The penny seems finally to be dropping. The enormous structural flaws in the school system that's been developed by the coalition government have been brutally exposed by a series of recent cases concerningacademies and free schools, as well as the Trojan horse affair in Birmingham. It is fragmented, incoherent, susceptible to impropriety and essentially unsustainable.

Professor Andy Green, a leading researcher on comparative education at the the London Institute of Education, has pointed out that the constant reorganisations since the 1980s have created "a byzantine complexity of school types, and a school 'system' so fragmented that it barely warrants the name". The huge increase in academies and the growth of free schools since 2010 have laid the fault-lines bare.

More and more minds are now focused on the problem of picking up the pieces. The task is a daunting one and has at least two distinct components. The first is to recreate a proper degree of local oversight, greatly complicated by the generally poor image of local authorities in education. This image has been created partly by politicians hostile to state bodies (particularly those they cannot control), partly by the withering of expertise following more than two decades of onslaught by central government and partly by indifferent performance by some authorities. For example, some local authorities were too ready to close schools and this gave a strong impetus to the creation of a number of free schools when the policy was introduced.

For this reason – and because politics thrives on change rather than a reversion to the old status quo – the search is on for something different. The government has been appointing regional commissioners supported by "headteacher boards", but there are just eight of these to cover the whole of England and they are essentially agents of central government overseeing only academies and free schools.

A review for the Labour Party by former education secretary David Blunkett has proposed a new tier headed by a director of school standards who would oversee all publicly-funded schools, not just academies and free schools. This individual would have a remit for planning and quality issues over a wider – often referred to as a "sub-regional" – area while leaving other tasks to the existing local authorities.

The dilemma about creating any new middle tier structure is acute. If you create another level and split the tasks between the two levels, you can be accused of breeding more bureaucracy and confusion, a charge the prime minister has already levelled at Labour. On the other hand, if you strip local authorities of all their education functions and hand them over to new, larger bodies, that may make them more remote and less responsive to local people.

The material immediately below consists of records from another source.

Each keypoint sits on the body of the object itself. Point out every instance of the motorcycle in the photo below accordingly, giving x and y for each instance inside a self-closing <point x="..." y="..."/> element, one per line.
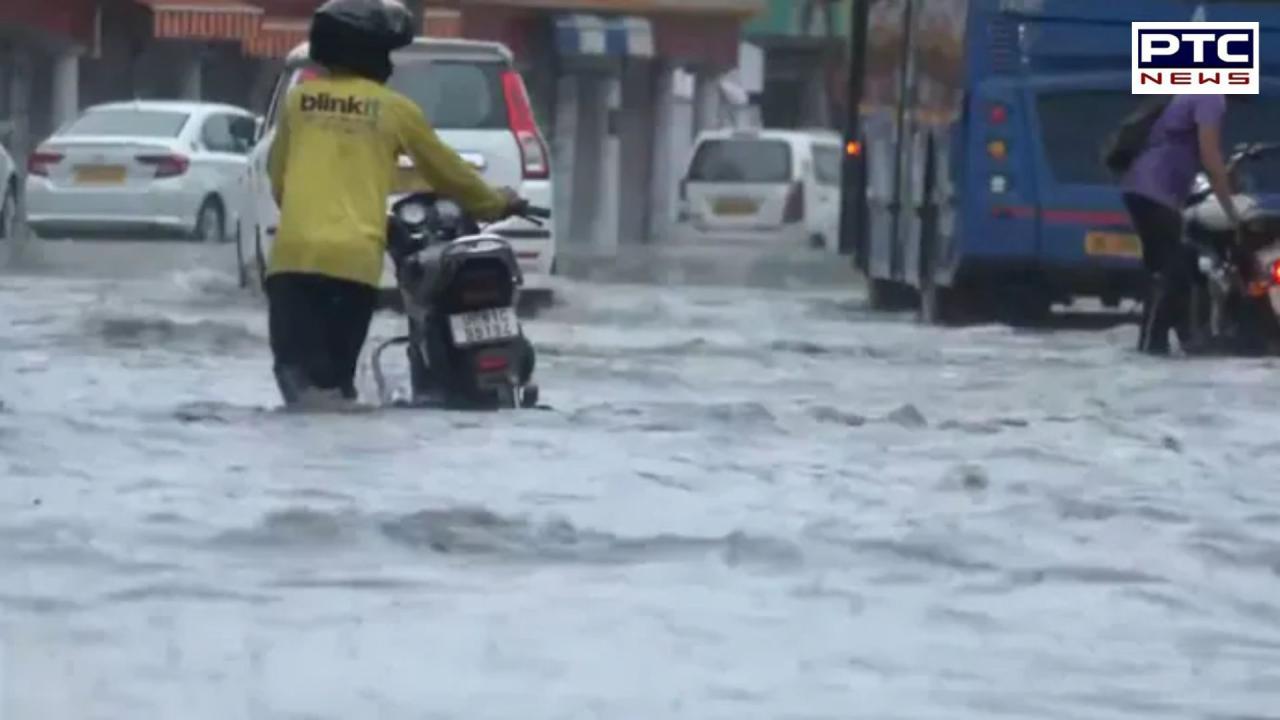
<point x="458" y="287"/>
<point x="1235" y="295"/>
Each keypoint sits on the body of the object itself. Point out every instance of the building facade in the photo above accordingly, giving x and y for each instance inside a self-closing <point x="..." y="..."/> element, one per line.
<point x="805" y="46"/>
<point x="620" y="86"/>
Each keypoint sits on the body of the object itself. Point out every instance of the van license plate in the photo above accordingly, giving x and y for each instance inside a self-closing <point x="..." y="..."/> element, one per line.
<point x="484" y="326"/>
<point x="99" y="174"/>
<point x="1112" y="245"/>
<point x="736" y="206"/>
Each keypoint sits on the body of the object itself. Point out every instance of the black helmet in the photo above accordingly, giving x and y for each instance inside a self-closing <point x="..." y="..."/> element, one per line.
<point x="360" y="35"/>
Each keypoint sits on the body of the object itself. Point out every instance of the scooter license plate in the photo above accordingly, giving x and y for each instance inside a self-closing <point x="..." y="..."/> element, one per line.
<point x="484" y="326"/>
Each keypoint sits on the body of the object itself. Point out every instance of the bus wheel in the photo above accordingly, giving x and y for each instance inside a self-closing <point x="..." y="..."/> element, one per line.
<point x="888" y="295"/>
<point x="941" y="305"/>
<point x="1028" y="309"/>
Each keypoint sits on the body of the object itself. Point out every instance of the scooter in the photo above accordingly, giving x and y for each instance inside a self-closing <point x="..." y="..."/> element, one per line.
<point x="460" y="288"/>
<point x="1235" y="297"/>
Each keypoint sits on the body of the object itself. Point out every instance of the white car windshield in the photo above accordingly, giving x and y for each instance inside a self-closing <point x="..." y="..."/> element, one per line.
<point x="129" y="122"/>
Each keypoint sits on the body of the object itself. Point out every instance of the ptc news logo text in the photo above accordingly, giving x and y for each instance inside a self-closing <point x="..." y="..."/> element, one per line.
<point x="1193" y="58"/>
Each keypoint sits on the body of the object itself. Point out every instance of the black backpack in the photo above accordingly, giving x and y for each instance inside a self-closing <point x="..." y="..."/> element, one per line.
<point x="1130" y="139"/>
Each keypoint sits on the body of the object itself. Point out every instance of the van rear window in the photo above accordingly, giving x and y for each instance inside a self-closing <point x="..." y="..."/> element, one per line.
<point x="455" y="95"/>
<point x="743" y="160"/>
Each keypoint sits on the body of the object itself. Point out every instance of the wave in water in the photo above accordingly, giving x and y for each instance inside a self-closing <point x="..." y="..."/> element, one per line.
<point x="478" y="532"/>
<point x="159" y="331"/>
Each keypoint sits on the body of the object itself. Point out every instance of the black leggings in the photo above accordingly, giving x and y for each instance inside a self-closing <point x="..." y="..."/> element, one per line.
<point x="1170" y="268"/>
<point x="318" y="328"/>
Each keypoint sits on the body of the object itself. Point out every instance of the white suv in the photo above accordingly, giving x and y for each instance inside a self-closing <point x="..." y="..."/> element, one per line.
<point x="475" y="99"/>
<point x="763" y="186"/>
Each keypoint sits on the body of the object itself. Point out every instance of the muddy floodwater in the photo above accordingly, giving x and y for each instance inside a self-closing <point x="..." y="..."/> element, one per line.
<point x="743" y="504"/>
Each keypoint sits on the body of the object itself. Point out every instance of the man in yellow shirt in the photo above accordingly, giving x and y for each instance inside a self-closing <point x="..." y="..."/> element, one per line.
<point x="332" y="165"/>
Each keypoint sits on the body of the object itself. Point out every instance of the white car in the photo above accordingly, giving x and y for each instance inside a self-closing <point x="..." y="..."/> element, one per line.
<point x="142" y="167"/>
<point x="762" y="186"/>
<point x="476" y="100"/>
<point x="8" y="195"/>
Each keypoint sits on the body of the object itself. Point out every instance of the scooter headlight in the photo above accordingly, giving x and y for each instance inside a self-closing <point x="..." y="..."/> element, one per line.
<point x="412" y="213"/>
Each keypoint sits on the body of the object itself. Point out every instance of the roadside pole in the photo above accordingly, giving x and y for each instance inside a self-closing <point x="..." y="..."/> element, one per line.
<point x="19" y="145"/>
<point x="419" y="12"/>
<point x="853" y="203"/>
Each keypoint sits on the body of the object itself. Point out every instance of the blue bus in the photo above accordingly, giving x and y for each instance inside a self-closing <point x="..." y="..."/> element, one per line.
<point x="981" y="131"/>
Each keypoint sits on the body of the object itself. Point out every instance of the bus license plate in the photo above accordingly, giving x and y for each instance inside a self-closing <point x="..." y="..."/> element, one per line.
<point x="484" y="326"/>
<point x="1112" y="245"/>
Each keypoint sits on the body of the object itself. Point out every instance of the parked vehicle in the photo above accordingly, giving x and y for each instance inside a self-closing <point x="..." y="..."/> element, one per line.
<point x="8" y="195"/>
<point x="142" y="167"/>
<point x="476" y="100"/>
<point x="982" y="123"/>
<point x="762" y="186"/>
<point x="461" y="287"/>
<point x="1235" y="301"/>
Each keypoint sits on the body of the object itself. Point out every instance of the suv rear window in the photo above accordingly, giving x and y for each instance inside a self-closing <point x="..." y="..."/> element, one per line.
<point x="129" y="122"/>
<point x="455" y="95"/>
<point x="743" y="160"/>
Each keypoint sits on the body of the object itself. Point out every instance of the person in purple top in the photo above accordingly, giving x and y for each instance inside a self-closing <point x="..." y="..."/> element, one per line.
<point x="1184" y="139"/>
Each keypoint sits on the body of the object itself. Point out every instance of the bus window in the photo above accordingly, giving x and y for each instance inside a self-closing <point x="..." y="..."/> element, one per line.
<point x="1074" y="124"/>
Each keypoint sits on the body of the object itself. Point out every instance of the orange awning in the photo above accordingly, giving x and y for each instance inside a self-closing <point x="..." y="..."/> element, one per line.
<point x="275" y="37"/>
<point x="202" y="19"/>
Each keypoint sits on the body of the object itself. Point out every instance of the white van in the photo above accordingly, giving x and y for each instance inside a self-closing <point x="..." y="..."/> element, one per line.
<point x="475" y="99"/>
<point x="763" y="186"/>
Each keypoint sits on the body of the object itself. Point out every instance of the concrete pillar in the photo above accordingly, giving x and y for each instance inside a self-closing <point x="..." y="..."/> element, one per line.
<point x="65" y="95"/>
<point x="707" y="101"/>
<point x="565" y="158"/>
<point x="192" y="77"/>
<point x="606" y="227"/>
<point x="589" y="153"/>
<point x="636" y="132"/>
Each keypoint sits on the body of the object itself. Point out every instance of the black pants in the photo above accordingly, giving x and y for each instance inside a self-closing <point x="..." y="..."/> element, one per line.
<point x="1170" y="270"/>
<point x="318" y="328"/>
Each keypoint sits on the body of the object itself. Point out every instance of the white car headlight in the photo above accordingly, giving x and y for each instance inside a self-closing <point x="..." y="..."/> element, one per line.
<point x="412" y="213"/>
<point x="448" y="210"/>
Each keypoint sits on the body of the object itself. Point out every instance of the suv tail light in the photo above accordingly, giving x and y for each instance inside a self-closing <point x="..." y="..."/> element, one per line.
<point x="794" y="212"/>
<point x="40" y="162"/>
<point x="520" y="112"/>
<point x="165" y="165"/>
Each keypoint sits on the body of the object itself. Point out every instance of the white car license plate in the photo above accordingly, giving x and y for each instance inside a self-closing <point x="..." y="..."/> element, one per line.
<point x="484" y="326"/>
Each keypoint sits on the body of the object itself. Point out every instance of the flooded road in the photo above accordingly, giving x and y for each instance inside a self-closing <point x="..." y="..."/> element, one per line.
<point x="744" y="504"/>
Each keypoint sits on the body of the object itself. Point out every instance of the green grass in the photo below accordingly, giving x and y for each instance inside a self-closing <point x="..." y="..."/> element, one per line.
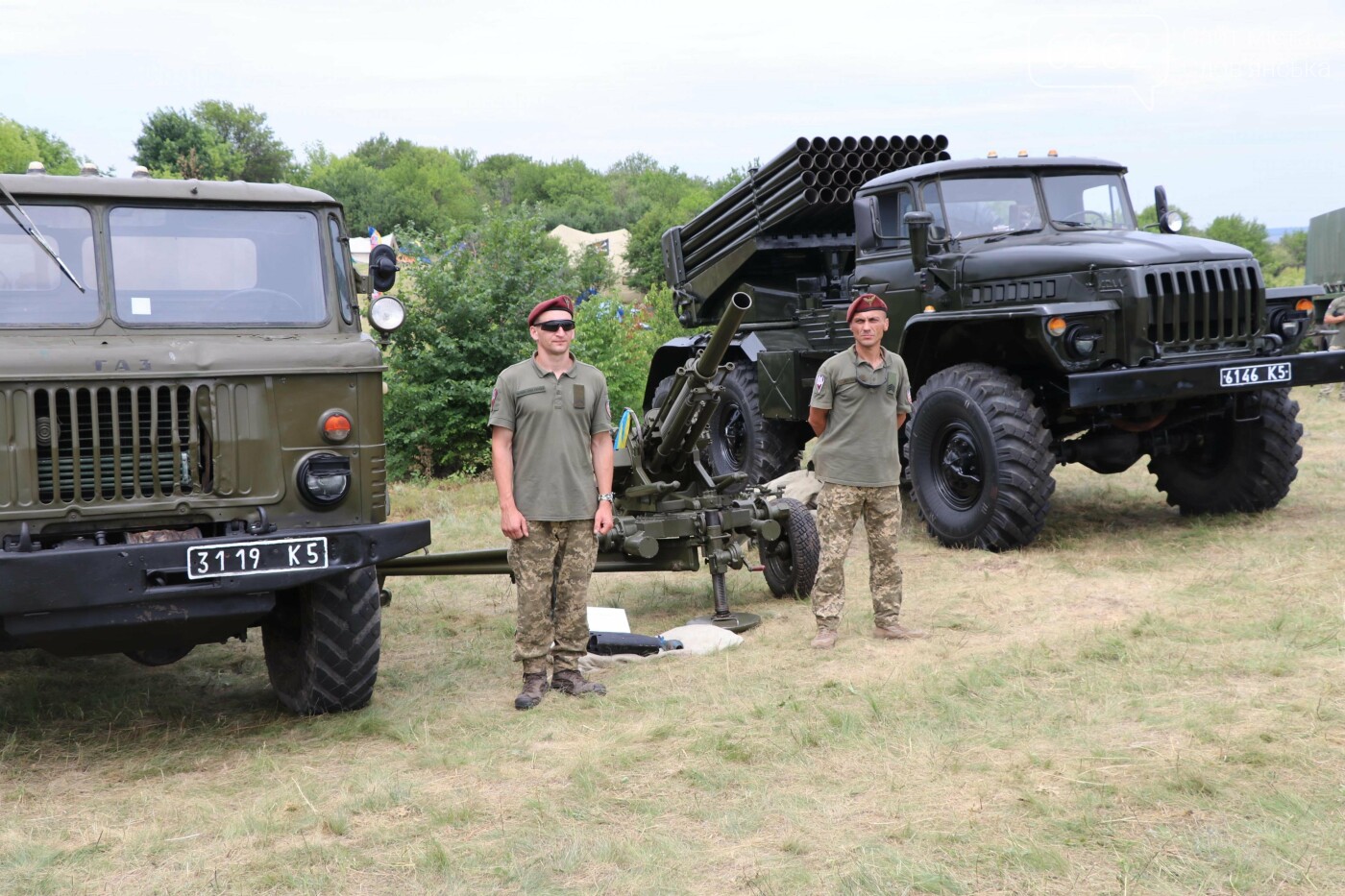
<point x="1137" y="704"/>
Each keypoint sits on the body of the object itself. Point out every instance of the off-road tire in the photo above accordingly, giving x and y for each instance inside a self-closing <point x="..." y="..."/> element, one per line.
<point x="323" y="642"/>
<point x="1236" y="466"/>
<point x="981" y="459"/>
<point x="793" y="574"/>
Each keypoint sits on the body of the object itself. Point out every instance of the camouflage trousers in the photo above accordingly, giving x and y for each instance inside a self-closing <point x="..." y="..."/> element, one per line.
<point x="838" y="510"/>
<point x="558" y="554"/>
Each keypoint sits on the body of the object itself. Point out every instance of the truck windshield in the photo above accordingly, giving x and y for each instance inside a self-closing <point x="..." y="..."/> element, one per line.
<point x="33" y="288"/>
<point x="1093" y="201"/>
<point x="986" y="206"/>
<point x="217" y="267"/>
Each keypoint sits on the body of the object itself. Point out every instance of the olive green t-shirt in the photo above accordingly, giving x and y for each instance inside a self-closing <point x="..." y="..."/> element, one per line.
<point x="1335" y="309"/>
<point x="553" y="420"/>
<point x="860" y="444"/>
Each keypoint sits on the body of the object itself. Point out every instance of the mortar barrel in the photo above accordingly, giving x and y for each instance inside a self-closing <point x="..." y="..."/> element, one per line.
<point x="709" y="361"/>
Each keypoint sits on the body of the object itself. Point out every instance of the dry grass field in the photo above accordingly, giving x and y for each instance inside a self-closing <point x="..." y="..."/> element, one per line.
<point x="1137" y="704"/>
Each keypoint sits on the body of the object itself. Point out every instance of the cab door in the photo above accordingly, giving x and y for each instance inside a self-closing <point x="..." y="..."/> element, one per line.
<point x="883" y="255"/>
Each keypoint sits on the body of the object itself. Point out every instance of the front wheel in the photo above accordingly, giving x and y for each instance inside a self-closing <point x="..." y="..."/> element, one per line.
<point x="981" y="459"/>
<point x="1236" y="466"/>
<point x="323" y="642"/>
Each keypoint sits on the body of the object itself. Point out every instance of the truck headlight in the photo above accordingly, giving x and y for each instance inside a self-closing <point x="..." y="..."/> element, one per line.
<point x="386" y="314"/>
<point x="325" y="479"/>
<point x="1082" y="341"/>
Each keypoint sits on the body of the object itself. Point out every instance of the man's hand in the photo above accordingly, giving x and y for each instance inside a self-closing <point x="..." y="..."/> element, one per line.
<point x="513" y="523"/>
<point x="602" y="519"/>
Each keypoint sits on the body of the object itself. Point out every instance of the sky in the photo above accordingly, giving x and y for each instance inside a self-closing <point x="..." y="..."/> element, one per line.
<point x="1235" y="107"/>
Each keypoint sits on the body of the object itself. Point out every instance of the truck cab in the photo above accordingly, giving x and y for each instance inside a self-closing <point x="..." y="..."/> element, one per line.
<point x="191" y="412"/>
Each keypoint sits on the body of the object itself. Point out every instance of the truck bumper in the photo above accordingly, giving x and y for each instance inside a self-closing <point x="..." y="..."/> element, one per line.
<point x="1204" y="378"/>
<point x="121" y="596"/>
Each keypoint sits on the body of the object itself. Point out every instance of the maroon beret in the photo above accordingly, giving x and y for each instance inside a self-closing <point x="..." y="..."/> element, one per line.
<point x="867" y="302"/>
<point x="560" y="303"/>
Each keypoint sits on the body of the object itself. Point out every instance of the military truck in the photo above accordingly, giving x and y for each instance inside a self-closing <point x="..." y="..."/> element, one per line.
<point x="1327" y="262"/>
<point x="1039" y="322"/>
<point x="191" y="420"/>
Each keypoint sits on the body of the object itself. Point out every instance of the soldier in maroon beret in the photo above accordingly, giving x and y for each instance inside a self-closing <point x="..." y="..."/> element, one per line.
<point x="551" y="458"/>
<point x="860" y="400"/>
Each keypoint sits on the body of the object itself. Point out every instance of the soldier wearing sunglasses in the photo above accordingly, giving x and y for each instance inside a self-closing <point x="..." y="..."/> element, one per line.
<point x="860" y="400"/>
<point x="551" y="458"/>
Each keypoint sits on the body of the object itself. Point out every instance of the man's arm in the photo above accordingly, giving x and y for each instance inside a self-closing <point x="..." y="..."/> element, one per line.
<point x="501" y="465"/>
<point x="601" y="446"/>
<point x="818" y="420"/>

But picking up the pieces isn't just a question of finding a structural solution for the "middle tier". Process is just as important as structure, perhaps more so. Central to the current set-up is the process of commissioning, currently involving the secretary of state and his officials issuing "funding agreements" for academies and free schools and then attempting to monitor them, mainly through Ofsted and the Education Funding Agency.

This wholesale contracting out of state schools to a huge number of different and highly disparate bodies is the prime cause of the current chaos and the chief barrier to effective oversight and support. But it's being given much less attention than the middle tier issue. As David Walker, former director of public reporting at the Audit Commission, wrote recently: "Whitehall simply has not acquired the capacity to write contracts that stretch contractors, including third sector providers… Officials seem to have given up on monitoring performance." It's not at all clear that this thorny process would be handled any better if it were passed over to new or existing local bodies.

As well as being damaging and costly, the system is clearly unsustainable at anything like the current scale, let alone at the kind of scale that would be involved if the government's aim of the academy model becoming the norm were ever realised. It must be phased out as existing contracts come to their end and gradually replaced by a more robust model for all schools, such as that of the maintained trust school introduced by the Labour government in 2006. That gives schools ample autonomy and allows outside expertise to be brought in while upholding taxpayer-funded schools as interdependent public institutions. That's exactly the kind of model that should become the norm.

Ron Glatter is emeritus professor of educational administration and management at The Open University and a visiting professor at the Institute of Education, University of London.